© Michaela Lipp

 

Gummistiefel

 Wir wohnten am Main. Vom Retztal kam die Retz. Ein kleiner Bach, gespeist von einigen Quellen. Sie hat zwei Orten den Namen gegeben: Retzbach, wo ich aufgewachsen bin und Retzstadt. Dort ist die Ursprungsquelle der Retz.

Die Retz hatte so gut wie nie Hochwasser. Die Mündung in den Main war von ein paar Brücken geprägt: Die Eisenbahn und die der B 27. Die Bundesstraße. Durch den Wellengang der Schifffahrt auf dem Main war immer Flusssand unter der Brücke. Da waren zwei Durchlässe. Einer war mit Sand ziemlich dicht. Nur der zweite war wasserdurchlässig.

Dort marschierten wir immer wieder mal durch. Natürlich nur mit Gummistiefel. Es war ja viel Unrat im Bach und Main. Wir fanden Töpfe und Knochen, Scherben und tote Tiere.
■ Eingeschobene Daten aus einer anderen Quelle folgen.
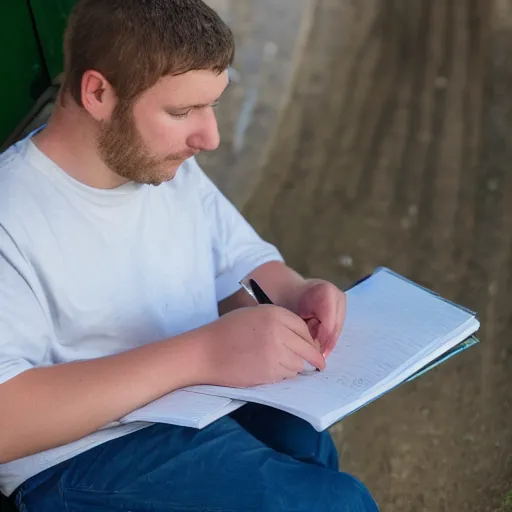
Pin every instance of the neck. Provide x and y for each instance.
(70, 141)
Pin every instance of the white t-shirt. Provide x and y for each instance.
(86, 273)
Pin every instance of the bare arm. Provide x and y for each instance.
(47, 407)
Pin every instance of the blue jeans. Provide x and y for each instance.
(256, 459)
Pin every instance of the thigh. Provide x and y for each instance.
(288, 434)
(220, 468)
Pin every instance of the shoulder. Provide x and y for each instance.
(17, 185)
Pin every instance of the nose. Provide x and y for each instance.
(206, 137)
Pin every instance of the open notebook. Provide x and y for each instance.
(394, 331)
(185, 409)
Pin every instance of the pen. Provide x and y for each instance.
(255, 290)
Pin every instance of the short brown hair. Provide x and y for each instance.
(134, 43)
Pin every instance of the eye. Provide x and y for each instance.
(181, 115)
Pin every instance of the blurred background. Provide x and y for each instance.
(361, 133)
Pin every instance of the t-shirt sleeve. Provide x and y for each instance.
(237, 247)
(24, 329)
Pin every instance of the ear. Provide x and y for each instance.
(98, 96)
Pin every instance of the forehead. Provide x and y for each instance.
(192, 88)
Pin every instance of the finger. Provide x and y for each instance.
(299, 327)
(306, 352)
(287, 373)
(294, 364)
(333, 337)
(313, 325)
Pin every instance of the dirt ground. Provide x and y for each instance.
(396, 150)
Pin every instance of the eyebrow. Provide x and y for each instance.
(200, 105)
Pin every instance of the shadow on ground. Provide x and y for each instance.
(396, 150)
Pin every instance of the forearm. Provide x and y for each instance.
(48, 407)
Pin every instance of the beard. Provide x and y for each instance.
(122, 149)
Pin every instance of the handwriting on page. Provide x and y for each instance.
(389, 322)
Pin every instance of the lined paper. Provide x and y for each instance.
(393, 328)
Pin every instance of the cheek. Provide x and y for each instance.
(161, 134)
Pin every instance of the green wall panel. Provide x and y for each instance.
(23, 76)
(51, 18)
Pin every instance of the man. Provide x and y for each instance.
(117, 255)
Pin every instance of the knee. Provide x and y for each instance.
(352, 495)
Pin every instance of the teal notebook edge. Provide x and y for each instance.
(469, 342)
(461, 347)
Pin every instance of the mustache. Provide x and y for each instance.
(182, 156)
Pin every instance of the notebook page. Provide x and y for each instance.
(390, 324)
(185, 409)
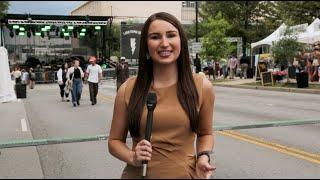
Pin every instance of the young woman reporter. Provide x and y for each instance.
(183, 114)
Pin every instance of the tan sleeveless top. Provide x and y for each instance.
(173, 141)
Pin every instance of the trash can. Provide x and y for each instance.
(302, 80)
(21, 90)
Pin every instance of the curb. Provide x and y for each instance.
(294, 90)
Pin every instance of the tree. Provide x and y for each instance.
(4, 5)
(251, 20)
(214, 42)
(285, 49)
(298, 12)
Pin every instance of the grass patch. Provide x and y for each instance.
(285, 85)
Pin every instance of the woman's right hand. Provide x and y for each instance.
(142, 152)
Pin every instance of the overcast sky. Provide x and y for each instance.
(43, 7)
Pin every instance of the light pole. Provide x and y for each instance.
(197, 61)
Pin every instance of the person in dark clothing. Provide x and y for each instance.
(122, 72)
(75, 75)
(244, 63)
(94, 74)
(62, 79)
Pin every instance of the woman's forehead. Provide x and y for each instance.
(158, 26)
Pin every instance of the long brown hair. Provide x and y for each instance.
(186, 88)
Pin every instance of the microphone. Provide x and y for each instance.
(151, 104)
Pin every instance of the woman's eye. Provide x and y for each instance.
(154, 37)
(171, 35)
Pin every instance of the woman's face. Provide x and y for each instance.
(76, 63)
(163, 42)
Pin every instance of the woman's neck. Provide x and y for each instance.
(165, 75)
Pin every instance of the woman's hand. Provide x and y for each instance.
(142, 152)
(204, 170)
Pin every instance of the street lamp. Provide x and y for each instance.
(197, 61)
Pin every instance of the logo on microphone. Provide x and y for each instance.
(133, 45)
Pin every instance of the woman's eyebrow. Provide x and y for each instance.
(157, 33)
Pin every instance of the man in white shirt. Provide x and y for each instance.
(94, 74)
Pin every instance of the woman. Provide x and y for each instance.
(32, 78)
(62, 79)
(75, 75)
(184, 108)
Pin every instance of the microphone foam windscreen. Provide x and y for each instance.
(152, 98)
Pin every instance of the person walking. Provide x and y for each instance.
(244, 63)
(94, 75)
(17, 75)
(183, 112)
(32, 78)
(122, 72)
(24, 77)
(62, 79)
(232, 65)
(74, 76)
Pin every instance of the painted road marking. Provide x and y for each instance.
(24, 125)
(107, 98)
(311, 157)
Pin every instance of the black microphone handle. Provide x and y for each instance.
(148, 129)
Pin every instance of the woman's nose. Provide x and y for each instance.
(164, 41)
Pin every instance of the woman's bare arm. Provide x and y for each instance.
(119, 129)
(205, 138)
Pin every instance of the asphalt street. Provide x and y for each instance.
(275, 152)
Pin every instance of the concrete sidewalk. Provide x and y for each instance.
(238, 83)
(17, 162)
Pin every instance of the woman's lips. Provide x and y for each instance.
(165, 53)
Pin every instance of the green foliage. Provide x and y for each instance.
(298, 12)
(251, 20)
(214, 42)
(285, 49)
(4, 5)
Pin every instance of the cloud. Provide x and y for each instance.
(43, 7)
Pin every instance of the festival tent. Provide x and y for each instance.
(275, 36)
(312, 33)
(7, 93)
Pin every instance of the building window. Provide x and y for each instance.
(184, 4)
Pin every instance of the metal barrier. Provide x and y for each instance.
(39, 142)
(51, 76)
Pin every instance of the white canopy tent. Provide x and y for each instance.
(7, 93)
(312, 33)
(275, 36)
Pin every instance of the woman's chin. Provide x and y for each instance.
(165, 61)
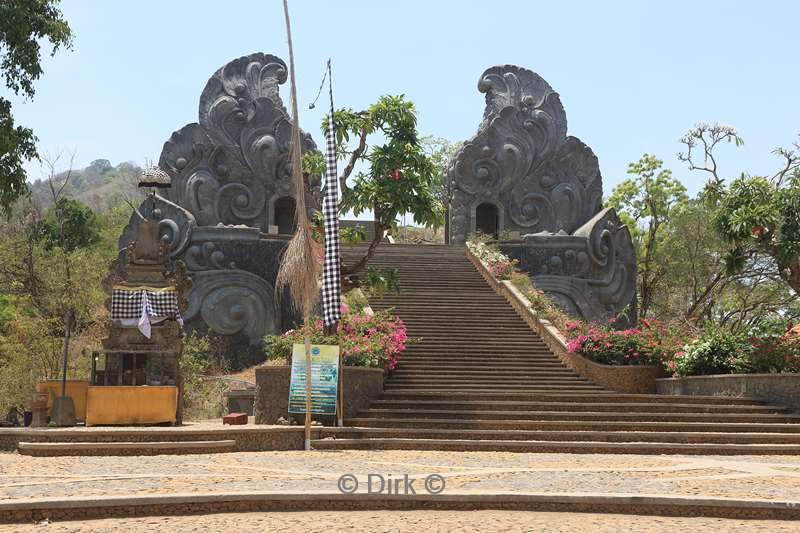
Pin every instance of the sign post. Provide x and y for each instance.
(323, 385)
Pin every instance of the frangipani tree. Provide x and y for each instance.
(756, 215)
(400, 177)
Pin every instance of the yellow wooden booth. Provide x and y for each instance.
(131, 387)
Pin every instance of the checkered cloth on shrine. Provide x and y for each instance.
(331, 274)
(126, 302)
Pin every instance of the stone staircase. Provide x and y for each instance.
(482, 380)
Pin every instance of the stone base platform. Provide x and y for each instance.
(62, 449)
(81, 508)
(85, 439)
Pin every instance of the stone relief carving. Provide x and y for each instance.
(227, 167)
(226, 171)
(175, 224)
(237, 302)
(522, 159)
(547, 186)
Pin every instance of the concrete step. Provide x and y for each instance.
(552, 425)
(597, 403)
(642, 448)
(408, 372)
(487, 387)
(52, 449)
(593, 397)
(676, 437)
(626, 413)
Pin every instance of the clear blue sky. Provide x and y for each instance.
(633, 76)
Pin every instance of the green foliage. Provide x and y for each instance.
(375, 341)
(200, 367)
(378, 282)
(355, 300)
(23, 25)
(498, 264)
(647, 204)
(81, 227)
(716, 352)
(755, 212)
(401, 176)
(441, 151)
(649, 344)
(347, 234)
(541, 303)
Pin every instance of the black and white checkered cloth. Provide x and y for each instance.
(331, 274)
(126, 303)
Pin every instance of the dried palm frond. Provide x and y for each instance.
(299, 270)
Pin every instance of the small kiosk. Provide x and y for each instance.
(136, 375)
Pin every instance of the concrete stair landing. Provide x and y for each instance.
(482, 380)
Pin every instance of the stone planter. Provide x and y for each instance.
(240, 401)
(775, 389)
(361, 386)
(633, 379)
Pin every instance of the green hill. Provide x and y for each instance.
(100, 185)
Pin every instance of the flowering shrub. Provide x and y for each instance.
(365, 340)
(649, 344)
(721, 352)
(773, 353)
(490, 255)
(716, 352)
(541, 303)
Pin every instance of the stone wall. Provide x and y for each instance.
(775, 389)
(361, 386)
(248, 438)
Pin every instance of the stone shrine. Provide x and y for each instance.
(230, 209)
(523, 179)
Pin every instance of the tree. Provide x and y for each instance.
(81, 228)
(441, 151)
(756, 215)
(401, 176)
(22, 24)
(646, 203)
(697, 287)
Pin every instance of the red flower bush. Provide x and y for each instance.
(364, 340)
(649, 344)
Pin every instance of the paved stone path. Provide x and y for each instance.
(415, 521)
(750, 477)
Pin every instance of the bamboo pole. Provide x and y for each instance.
(298, 270)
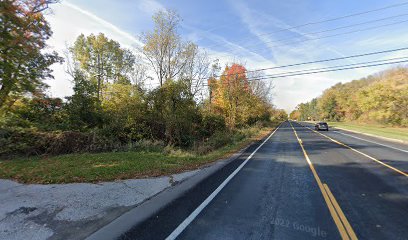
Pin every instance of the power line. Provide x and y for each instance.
(333, 29)
(331, 67)
(319, 61)
(327, 69)
(323, 37)
(330, 70)
(328, 20)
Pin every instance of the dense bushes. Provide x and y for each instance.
(32, 142)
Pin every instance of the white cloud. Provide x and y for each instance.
(67, 22)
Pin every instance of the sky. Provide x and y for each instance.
(261, 34)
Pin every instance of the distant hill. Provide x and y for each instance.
(379, 98)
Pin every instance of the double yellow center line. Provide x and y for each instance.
(357, 151)
(344, 227)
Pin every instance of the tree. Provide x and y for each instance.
(167, 54)
(173, 113)
(82, 106)
(24, 32)
(102, 60)
(232, 96)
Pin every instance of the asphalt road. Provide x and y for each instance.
(299, 184)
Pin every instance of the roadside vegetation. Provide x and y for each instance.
(379, 100)
(158, 109)
(398, 133)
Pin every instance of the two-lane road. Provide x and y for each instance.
(304, 185)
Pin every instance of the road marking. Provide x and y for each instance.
(384, 145)
(346, 231)
(357, 151)
(340, 212)
(197, 211)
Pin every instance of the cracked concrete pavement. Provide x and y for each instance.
(72, 211)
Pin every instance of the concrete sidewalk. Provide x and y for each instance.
(72, 211)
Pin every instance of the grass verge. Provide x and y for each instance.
(110, 166)
(378, 130)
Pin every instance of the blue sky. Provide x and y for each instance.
(245, 31)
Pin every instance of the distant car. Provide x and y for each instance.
(322, 126)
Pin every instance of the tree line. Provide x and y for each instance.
(380, 98)
(113, 105)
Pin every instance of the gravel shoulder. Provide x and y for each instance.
(67, 211)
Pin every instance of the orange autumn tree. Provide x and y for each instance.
(231, 95)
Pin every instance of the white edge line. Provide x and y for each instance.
(197, 211)
(384, 145)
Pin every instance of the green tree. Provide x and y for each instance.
(24, 32)
(83, 107)
(102, 60)
(168, 55)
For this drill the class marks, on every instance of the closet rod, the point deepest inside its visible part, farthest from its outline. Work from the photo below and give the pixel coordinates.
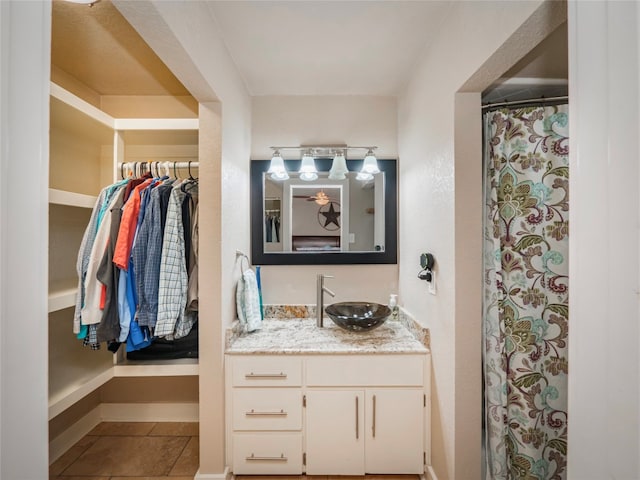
(527, 101)
(171, 164)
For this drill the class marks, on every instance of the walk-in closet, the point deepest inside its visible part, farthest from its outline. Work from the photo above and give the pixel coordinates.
(116, 112)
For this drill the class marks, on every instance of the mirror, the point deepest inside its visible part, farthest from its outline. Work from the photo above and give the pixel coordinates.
(325, 222)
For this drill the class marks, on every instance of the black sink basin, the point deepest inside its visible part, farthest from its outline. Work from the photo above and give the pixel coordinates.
(358, 316)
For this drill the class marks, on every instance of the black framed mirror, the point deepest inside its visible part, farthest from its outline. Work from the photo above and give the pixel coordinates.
(324, 222)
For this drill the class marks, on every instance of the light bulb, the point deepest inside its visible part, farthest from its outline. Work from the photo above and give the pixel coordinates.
(370, 164)
(308, 171)
(338, 167)
(277, 168)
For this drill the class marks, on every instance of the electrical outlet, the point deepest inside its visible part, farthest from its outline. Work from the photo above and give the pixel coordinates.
(432, 283)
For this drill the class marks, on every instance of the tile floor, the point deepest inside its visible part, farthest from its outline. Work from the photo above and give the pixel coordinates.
(150, 451)
(132, 451)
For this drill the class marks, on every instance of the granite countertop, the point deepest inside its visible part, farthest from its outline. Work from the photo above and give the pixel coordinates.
(302, 336)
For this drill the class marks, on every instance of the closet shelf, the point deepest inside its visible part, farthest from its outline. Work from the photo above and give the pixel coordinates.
(71, 199)
(62, 294)
(63, 400)
(157, 368)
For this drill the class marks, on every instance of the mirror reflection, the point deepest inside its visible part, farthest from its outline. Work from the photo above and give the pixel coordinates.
(324, 215)
(323, 221)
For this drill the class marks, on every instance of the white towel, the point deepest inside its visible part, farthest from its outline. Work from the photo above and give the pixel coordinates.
(248, 301)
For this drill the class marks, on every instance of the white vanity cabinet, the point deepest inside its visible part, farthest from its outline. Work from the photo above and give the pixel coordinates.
(328, 414)
(365, 414)
(264, 414)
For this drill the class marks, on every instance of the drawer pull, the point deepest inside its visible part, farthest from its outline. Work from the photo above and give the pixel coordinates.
(357, 415)
(254, 376)
(281, 413)
(253, 458)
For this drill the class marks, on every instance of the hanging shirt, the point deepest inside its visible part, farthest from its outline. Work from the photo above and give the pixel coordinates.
(146, 255)
(192, 265)
(91, 311)
(83, 259)
(109, 274)
(128, 225)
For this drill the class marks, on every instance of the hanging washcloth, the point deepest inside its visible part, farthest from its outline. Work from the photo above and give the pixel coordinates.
(248, 299)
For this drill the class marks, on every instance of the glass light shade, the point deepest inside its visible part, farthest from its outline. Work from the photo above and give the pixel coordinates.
(364, 176)
(277, 169)
(338, 168)
(308, 171)
(370, 164)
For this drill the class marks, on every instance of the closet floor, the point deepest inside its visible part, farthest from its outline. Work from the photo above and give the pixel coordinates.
(130, 451)
(151, 451)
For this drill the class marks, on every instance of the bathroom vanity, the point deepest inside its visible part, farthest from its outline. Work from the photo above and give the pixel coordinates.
(325, 401)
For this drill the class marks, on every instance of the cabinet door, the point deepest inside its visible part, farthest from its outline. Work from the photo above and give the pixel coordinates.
(394, 431)
(335, 432)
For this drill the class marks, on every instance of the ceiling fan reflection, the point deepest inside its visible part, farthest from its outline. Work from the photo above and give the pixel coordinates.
(320, 197)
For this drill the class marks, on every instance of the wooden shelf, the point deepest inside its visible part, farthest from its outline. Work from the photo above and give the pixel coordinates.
(80, 105)
(63, 400)
(62, 294)
(157, 368)
(71, 199)
(156, 123)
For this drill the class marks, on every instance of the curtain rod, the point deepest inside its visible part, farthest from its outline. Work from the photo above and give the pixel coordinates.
(530, 100)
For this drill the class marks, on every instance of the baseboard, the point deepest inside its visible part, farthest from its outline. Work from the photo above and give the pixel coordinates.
(67, 439)
(225, 475)
(149, 412)
(431, 475)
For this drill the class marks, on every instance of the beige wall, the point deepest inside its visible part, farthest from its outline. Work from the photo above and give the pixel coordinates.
(439, 199)
(186, 38)
(298, 120)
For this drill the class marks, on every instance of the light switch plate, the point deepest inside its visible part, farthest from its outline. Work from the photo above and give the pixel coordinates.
(432, 283)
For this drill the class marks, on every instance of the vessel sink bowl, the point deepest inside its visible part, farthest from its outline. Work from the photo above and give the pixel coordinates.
(358, 316)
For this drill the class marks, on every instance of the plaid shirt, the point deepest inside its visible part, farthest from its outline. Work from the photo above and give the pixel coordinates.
(84, 254)
(173, 321)
(146, 259)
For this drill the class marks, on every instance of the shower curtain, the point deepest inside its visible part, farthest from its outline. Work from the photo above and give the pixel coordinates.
(525, 307)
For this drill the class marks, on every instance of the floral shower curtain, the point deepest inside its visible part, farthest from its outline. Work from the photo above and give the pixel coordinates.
(526, 244)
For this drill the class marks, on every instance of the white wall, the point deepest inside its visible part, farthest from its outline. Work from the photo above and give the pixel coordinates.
(25, 29)
(604, 363)
(185, 35)
(433, 190)
(298, 120)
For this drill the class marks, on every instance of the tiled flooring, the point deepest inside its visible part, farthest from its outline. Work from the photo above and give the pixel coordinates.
(150, 451)
(132, 451)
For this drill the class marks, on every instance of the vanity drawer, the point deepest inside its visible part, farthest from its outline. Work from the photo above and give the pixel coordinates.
(267, 409)
(267, 454)
(266, 371)
(365, 370)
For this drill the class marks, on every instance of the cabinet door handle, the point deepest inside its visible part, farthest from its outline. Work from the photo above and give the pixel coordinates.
(255, 376)
(253, 458)
(373, 423)
(254, 413)
(357, 415)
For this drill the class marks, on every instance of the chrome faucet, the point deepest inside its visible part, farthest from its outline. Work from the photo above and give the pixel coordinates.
(321, 290)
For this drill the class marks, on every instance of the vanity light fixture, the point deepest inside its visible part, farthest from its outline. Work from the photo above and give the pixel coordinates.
(276, 168)
(338, 167)
(308, 171)
(91, 3)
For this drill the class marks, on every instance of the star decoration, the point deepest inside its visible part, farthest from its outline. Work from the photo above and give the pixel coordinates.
(331, 216)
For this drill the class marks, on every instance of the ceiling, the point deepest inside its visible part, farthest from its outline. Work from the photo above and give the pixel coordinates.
(363, 47)
(98, 47)
(327, 47)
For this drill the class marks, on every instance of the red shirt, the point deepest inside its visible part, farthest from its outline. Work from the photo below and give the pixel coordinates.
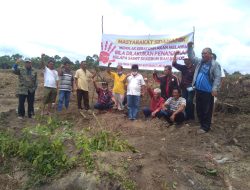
(155, 103)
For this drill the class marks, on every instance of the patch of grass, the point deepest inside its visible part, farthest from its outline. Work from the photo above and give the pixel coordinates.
(44, 153)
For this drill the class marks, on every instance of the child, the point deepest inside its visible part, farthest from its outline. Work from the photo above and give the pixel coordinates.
(105, 97)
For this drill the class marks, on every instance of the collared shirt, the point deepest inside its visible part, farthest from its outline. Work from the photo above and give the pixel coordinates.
(66, 80)
(83, 78)
(155, 103)
(202, 81)
(50, 77)
(104, 96)
(167, 84)
(27, 80)
(187, 74)
(174, 104)
(119, 86)
(134, 84)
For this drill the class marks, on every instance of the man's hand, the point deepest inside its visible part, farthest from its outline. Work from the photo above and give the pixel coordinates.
(172, 117)
(214, 93)
(190, 44)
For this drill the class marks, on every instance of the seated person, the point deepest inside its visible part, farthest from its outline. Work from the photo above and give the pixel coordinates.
(156, 102)
(105, 101)
(173, 109)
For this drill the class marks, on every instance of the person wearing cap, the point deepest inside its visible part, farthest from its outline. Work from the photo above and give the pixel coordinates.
(187, 92)
(82, 78)
(156, 102)
(207, 78)
(27, 79)
(65, 84)
(51, 82)
(135, 88)
(168, 81)
(119, 86)
(105, 97)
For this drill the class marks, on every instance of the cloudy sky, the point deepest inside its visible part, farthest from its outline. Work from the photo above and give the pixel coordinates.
(73, 28)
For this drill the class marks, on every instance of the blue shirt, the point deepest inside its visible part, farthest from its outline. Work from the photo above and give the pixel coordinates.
(202, 81)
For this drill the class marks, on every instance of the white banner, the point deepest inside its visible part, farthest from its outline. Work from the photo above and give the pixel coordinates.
(149, 52)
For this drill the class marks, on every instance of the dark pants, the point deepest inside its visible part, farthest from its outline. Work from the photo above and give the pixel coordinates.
(83, 95)
(189, 96)
(179, 118)
(147, 112)
(204, 108)
(103, 106)
(30, 99)
(64, 96)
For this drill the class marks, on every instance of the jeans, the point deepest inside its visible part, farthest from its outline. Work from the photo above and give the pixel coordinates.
(204, 108)
(30, 99)
(82, 94)
(189, 96)
(133, 106)
(103, 106)
(147, 112)
(64, 96)
(179, 118)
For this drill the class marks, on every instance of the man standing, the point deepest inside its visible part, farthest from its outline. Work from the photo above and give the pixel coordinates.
(26, 88)
(187, 74)
(66, 84)
(82, 79)
(119, 86)
(50, 84)
(156, 102)
(206, 81)
(167, 82)
(105, 101)
(135, 89)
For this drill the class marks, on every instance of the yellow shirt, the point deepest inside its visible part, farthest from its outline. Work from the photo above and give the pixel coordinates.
(119, 86)
(83, 79)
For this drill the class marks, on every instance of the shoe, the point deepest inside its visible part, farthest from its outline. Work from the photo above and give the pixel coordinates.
(201, 131)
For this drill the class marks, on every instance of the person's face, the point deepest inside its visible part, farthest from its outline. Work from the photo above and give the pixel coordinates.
(105, 87)
(206, 55)
(176, 94)
(156, 95)
(28, 65)
(51, 65)
(67, 66)
(167, 71)
(83, 65)
(119, 69)
(187, 62)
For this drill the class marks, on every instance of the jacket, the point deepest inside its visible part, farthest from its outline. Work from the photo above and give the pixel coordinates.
(215, 70)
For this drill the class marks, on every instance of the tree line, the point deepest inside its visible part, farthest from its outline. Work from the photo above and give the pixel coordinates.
(7, 61)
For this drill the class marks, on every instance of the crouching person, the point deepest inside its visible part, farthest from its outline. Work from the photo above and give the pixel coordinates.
(105, 101)
(173, 109)
(156, 103)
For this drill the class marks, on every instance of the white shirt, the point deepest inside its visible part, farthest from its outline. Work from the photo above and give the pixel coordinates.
(50, 77)
(134, 84)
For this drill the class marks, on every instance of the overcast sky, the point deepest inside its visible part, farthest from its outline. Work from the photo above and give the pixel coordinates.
(73, 27)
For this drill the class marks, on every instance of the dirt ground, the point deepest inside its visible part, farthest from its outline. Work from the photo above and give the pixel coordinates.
(167, 158)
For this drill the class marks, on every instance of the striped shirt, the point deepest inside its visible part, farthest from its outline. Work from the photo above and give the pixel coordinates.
(66, 80)
(174, 104)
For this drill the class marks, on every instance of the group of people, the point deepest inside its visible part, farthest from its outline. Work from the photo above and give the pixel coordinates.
(173, 101)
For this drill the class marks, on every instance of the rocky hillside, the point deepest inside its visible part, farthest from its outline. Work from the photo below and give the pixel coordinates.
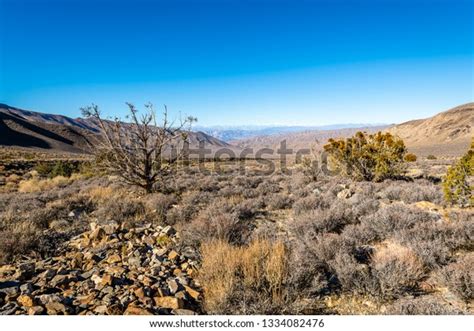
(39, 131)
(107, 270)
(448, 133)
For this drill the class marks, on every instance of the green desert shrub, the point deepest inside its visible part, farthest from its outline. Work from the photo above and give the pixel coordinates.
(58, 168)
(371, 157)
(410, 157)
(456, 186)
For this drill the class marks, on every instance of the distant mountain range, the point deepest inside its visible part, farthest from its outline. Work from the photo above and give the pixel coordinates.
(448, 133)
(232, 133)
(28, 129)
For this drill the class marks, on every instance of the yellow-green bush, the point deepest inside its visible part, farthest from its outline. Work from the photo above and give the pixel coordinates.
(372, 157)
(410, 157)
(456, 186)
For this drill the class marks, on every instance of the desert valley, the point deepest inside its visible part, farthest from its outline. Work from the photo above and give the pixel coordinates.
(390, 232)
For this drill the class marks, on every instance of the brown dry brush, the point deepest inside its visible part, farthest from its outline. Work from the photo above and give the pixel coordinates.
(143, 151)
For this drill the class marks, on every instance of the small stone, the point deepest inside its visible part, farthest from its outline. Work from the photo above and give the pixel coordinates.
(139, 293)
(180, 311)
(173, 286)
(169, 302)
(101, 310)
(97, 235)
(26, 288)
(135, 262)
(168, 230)
(345, 194)
(36, 310)
(107, 280)
(115, 309)
(96, 279)
(86, 299)
(111, 228)
(192, 292)
(25, 300)
(173, 255)
(55, 308)
(114, 259)
(133, 309)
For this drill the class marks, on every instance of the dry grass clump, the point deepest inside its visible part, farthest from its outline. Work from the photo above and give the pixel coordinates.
(158, 204)
(424, 305)
(278, 201)
(397, 270)
(245, 280)
(410, 192)
(38, 185)
(459, 277)
(18, 239)
(101, 194)
(223, 219)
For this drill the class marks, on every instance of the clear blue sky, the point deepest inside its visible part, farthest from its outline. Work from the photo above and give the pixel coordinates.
(240, 62)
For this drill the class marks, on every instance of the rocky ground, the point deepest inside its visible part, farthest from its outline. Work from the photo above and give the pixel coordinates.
(107, 270)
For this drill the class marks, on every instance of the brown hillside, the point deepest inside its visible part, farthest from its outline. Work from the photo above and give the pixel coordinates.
(446, 134)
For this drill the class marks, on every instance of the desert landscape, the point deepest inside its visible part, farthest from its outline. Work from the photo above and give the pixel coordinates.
(228, 236)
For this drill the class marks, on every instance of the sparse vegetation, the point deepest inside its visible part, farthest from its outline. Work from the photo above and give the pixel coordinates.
(371, 157)
(268, 244)
(456, 185)
(410, 157)
(143, 151)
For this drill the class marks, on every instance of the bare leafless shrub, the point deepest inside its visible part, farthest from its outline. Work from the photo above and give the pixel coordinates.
(143, 151)
(309, 270)
(333, 219)
(278, 201)
(353, 277)
(218, 221)
(188, 207)
(387, 220)
(21, 239)
(459, 277)
(397, 270)
(424, 305)
(247, 209)
(309, 203)
(410, 192)
(268, 187)
(158, 204)
(124, 210)
(435, 243)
Natürlich gibt es Ratten und jede Menge Ungeziefer.

Gummistiefel waren Freizeitschuhe.

Damit ging es auch in die Schule, dort war Haus-Schuh-Pflicht. Zum Schlittenfahren, die Großen vom Bruder mit 2-3 Paar Wollsocken. Die Schulfreunde hatten so extra Einzieh-Gummistiefel-Socken.

Wir hatten keinen Stiefelknecht, also zog ich meine Stiefel mithilfe meines Fußes aus. Ein Druck auf die Ferse half meistens. Der zweite Fuß war dann nass und dreckig. Und das Aus- und Anziehen war sehr oft am Tag.

Meistens hatte ich die billigsten Gummistiefel, die nach kürzester Zeit natürlich im Fersenbereich kaputt waren. Dort kam dann ein Pflaster drauf, aber ich hatte immer nasse Füße.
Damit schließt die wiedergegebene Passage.